Company

Built for the gap between a good trading idea and a system you can trust.

TrustyGenius exists because most teams do not need another AI demo. They need a repeatable research process, grounded in their own data, running where their controls already live.

Why it exists

AI is useful when it can do the unglamorous work.

Finding a possible edge is only one part of quant work. The hard parts are keeping the data straight, testing the idea honestly, tracking what changed, knowing when the edge decays, and making the workflow operational enough that a team will actually use it.

TrustyGenius is built around that full loop. The agents generate and investigate ideas, but the product value comes from the infrastructure around them: journals, validation, paper trading, risk checks, permissions, and deployment control.

Founder

Built by Joe Isaac

Joe has worked across energy trading, quant analytics consulting, and production software. TrustyGenius is the platform he wanted when strategy research, data engineering, portfolio operations, and AI tooling all needed to meet in one disciplined workflow.

The goal is practical: help teams move faster from question to evidence while keeping the work inspectable, repeatable, and deployable on infrastructure they control.

What is already here

Agent workflows

Scheduled Geniuses, insight journals, tool use, and feedback loops.

Quant workbench

Backtests, Monte Carlo simulation, paper-first execution, and strategy state.

Market infrastructure

Market data, graph objects, rolling contracts, indicators, and broker integration.

Deployment model

A platform that can be licensed, installed, and extended around a team's specific edge.

Working style

Direct, technical, and scoped around real constraints.

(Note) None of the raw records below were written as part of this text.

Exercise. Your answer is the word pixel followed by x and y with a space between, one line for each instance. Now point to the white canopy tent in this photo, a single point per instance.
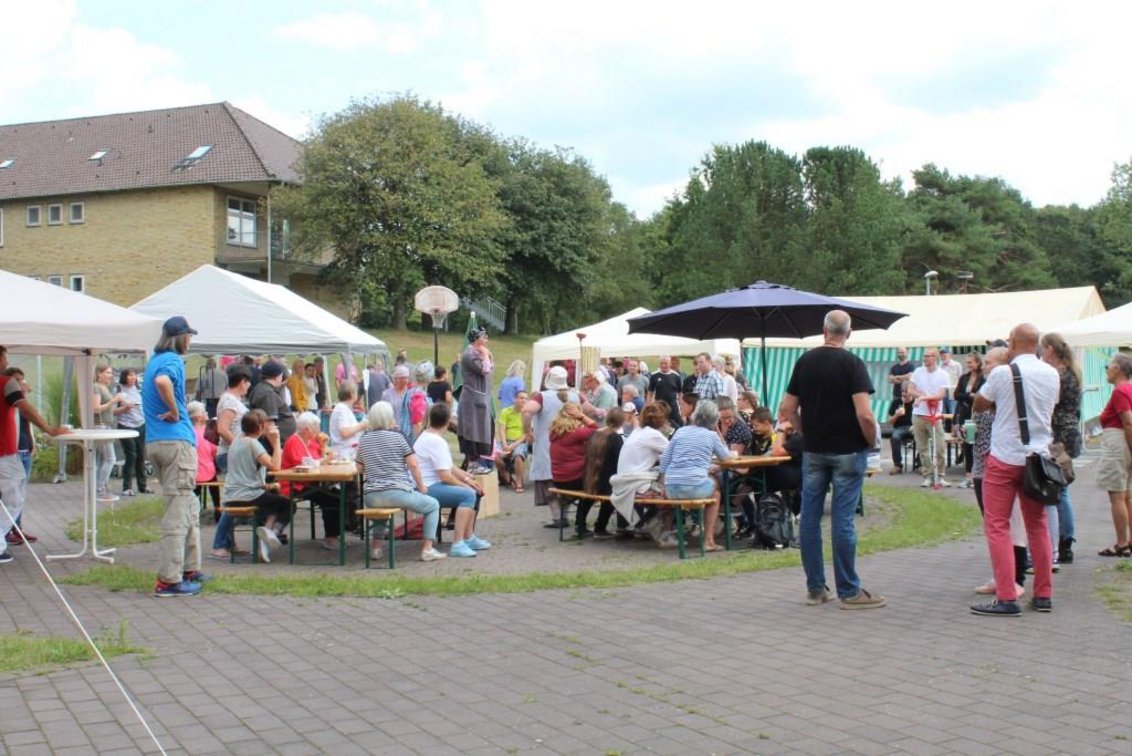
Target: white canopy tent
pixel 966 319
pixel 41 318
pixel 236 314
pixel 612 338
pixel 1111 328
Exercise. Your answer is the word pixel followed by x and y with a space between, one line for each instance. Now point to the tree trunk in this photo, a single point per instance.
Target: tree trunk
pixel 512 326
pixel 400 312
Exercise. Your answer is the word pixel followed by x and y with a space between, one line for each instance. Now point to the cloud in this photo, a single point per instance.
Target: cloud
pixel 351 31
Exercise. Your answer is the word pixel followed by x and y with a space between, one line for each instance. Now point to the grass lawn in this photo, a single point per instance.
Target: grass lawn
pixel 24 652
pixel 134 522
pixel 918 518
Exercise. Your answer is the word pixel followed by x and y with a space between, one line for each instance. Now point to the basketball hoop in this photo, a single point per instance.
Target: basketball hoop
pixel 437 302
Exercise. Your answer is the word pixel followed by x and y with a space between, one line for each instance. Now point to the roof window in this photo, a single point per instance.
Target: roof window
pixel 193 157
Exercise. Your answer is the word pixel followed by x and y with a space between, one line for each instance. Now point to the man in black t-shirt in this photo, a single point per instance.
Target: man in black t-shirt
pixel 830 388
pixel 666 385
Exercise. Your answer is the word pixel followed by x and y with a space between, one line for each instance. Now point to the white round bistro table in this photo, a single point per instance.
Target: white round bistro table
pixel 87 438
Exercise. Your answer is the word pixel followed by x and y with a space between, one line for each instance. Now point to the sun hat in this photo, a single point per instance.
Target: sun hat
pixel 556 378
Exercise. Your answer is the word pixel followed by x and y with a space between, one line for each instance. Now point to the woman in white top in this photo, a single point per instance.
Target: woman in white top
pixel 446 483
pixel 230 411
pixel 344 427
pixel 130 418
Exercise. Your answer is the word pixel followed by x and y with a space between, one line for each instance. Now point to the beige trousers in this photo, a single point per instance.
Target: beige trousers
pixel 176 466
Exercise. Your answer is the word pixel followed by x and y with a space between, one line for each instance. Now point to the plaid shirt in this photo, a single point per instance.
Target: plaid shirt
pixel 709 385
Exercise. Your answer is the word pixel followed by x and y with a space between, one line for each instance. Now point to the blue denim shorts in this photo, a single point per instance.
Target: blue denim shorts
pixel 704 490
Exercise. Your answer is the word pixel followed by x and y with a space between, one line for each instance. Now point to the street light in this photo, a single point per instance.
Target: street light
pixel 927 281
pixel 966 277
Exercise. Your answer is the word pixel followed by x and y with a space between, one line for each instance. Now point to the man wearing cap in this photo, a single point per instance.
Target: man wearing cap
pixel 171 446
pixel 267 395
pixel 665 385
pixel 600 393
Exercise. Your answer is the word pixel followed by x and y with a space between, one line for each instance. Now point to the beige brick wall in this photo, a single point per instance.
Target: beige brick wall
pixel 130 245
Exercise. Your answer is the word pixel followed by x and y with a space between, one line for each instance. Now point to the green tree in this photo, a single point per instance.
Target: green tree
pixel 975 224
pixel 559 230
pixel 856 223
pixel 399 190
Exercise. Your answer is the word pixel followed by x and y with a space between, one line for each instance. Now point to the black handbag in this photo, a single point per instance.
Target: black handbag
pixel 1044 479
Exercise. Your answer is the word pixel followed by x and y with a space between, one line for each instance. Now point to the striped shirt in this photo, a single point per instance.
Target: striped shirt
pixel 383 454
pixel 688 455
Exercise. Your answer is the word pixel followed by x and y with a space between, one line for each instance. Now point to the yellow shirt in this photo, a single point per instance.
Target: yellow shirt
pixel 511 420
pixel 298 388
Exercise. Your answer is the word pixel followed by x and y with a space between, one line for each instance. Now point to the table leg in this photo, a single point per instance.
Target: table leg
pixel 725 484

TrustyGenius engagements start with the concrete questions: what data is available, what instruments matter, what risk controls are non-negotiable, who reviews the output, and what would make the platform valuable inside the first few weeks.

Sometimes the answer is a standard License & Deploy path. Sometimes it is a focused Co-Build around a custom feed, model, broker, or Genius. Sometimes the answer is that the fit is not there yet.